Innanzitutto, l’art.18 comma 4 delle NOIF consente il trasferimento di un club in un’altra sede solo se ciò avviene tra comuni confinanti, senza possibilità di eccezione per le società non professionistiche: alla luce del contesto attuale, gli interessati dovrebbero rivolgersi presumibilmente a realtà calcistiche già esistenti in ambito comunale, sempre ove naturalmente vi sia reciproca volontà da parte dei rispettivi proprietari, il che, come è facilmente intuibile, significherebbe anche ripartire da categorie ulteriormente inferiori; oltre ciò, sorgerebbe un ulteriore interrogativo, forse ancora più importante: come si concilierebbe tutto ciò con i concetti di storia, identità e tradizione sbandierati e pretesi dalla tifoseria praticamente da inizio settembre, pensando che la nuova società fino al giorno prima aveva rappresentato storia, identità e tradizione (e magari anche colori sociali) appartenenti ad un altro luogo e ad un’altra comunità?

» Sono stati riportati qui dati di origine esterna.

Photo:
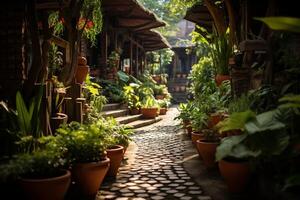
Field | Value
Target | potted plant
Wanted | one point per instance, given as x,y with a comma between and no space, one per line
207,146
113,61
163,104
198,122
58,95
86,145
185,115
149,108
221,50
262,137
132,99
41,174
82,70
115,151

Altre possibilità non appaiono razionalmente praticabili, salvo quella improponibile di ripartire dalla terza categoria, e qui nasce una ulteriore riflessione: in merito alle recenti dichiarazioni su potenziali volontà di avvicinarsi al marchio Reggina, ed anche volendo soprassedere, almeno per il momento, su giudizi o semplici impressioni riguardo il pedigree degli ipotetici avventori, sentire frasi come “compro il marchio e mi diverto per due o tre anni” suona piuttosto offensivamente pensando alle recenti e penose sofferenze patite dai tifosi amaranto (ed ulteriormente acuite da quanto emerso alla lettura della sentenza della Corte d’Appello); allo stesso modo, manifestare la volontà di “prendere il marchio e regalarlo ai tifosi” significa sostanzialmente prenderli in giro promettendo qualcosa di giuridicamente irrealizzabile. Ma soprattutto, esporsi sull’acquisizione del marchio senza specificare apertamente se e quale progetto sportivo, conciliabile con le norme federali, si ha in mente, equivale a fare propaganda spicciola per motivi ben poco chiari, e che in realtà neanche interessano: chi intende giocare in un tavolo del genere sappia che si tratta di una partita seria in cui è bene che si abbiano buone carte in mano, e che si dichiari il punto senza bluffare.

In attesa dei prossimi eventi (e delle prossime mosse), c’è una gara importante da disputare prima delle vacanze di Pasqua, disturbati dal pensiero che, ormai quasi ininterrottamente, siamo ancora costretti a parlare di altro che non sia calcio giocato, il che lascia un retrogusto sempre più amaro.